One very recent example is that of a Sinhala student from a Colombo international school due to enter a prestigious university to study medicine who submitted her application some 12 days ago and is awaiting her visa at the time of writing. But a Tamil student entering a university here to study economics after passing the same “A Levels” got her visa in five days. If eyebrows do go up it is understandable. Whether those in the visa offices in Colombo and Chennai in Tamil Nadu are deliberately making it difficult, I do not know. That is for the public to judge on available evidence.
A director of a well-known tourism firm told me that his plans to visit UK on a particular date had to be altered because though his visa had been finally issued on the 5th of the month in Chennai, he was kept in the dark about it while the visa was lying in the Colombo office for nine days. In this instance the fault was not in Chennai. I can go on and on with more cases of harassment, ineptitude or what you will, but space constraints do not allow it.

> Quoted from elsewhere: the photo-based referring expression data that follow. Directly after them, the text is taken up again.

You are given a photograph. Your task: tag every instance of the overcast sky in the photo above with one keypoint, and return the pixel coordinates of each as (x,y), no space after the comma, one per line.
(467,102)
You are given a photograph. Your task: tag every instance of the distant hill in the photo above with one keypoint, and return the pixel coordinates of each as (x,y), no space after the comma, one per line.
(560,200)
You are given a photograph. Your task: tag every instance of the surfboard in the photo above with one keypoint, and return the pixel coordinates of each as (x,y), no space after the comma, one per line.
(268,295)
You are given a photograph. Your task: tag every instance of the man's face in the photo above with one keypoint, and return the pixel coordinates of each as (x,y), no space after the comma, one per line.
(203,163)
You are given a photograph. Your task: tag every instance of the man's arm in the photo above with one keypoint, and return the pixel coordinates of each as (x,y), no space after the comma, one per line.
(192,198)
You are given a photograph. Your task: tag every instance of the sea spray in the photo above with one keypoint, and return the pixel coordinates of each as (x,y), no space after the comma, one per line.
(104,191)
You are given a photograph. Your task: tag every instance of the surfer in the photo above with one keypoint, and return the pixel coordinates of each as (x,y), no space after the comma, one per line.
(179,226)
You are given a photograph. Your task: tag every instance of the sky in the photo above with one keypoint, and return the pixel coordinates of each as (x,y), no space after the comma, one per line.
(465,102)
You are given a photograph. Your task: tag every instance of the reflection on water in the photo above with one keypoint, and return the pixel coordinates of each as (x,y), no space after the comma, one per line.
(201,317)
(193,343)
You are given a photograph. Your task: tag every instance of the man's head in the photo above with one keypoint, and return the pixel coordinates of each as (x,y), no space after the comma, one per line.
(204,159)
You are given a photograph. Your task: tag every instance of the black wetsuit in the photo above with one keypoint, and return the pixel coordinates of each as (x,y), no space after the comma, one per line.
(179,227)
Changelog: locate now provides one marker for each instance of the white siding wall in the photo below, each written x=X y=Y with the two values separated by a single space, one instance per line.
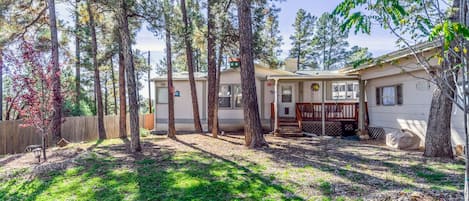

But let this be said. British universities are now heavily dependent on foreign students for their survival. It is not only Sri Lankan parents and students who are now turning elsewhere for educational facilities because of the disregard, inefficiency and actions that suggest discrimination shown particularly by junior staff at the visa issuing offices. It is very often these minor functionaries who elevate themselves into positions of self importance and make it doubly difficult for genuine Sri Lankan travellers.
Ultimately it will be British universities where educational standards are deteriorating anyway, that will suffer as foreign students turn to other tertiary institutions in Singapore, Malaysia, Hong Kong and Australia where fees are not only less but where parents do not have to suffer the indignities heaped upon them by minor officials “drest in a little brief authority”, as the poet said.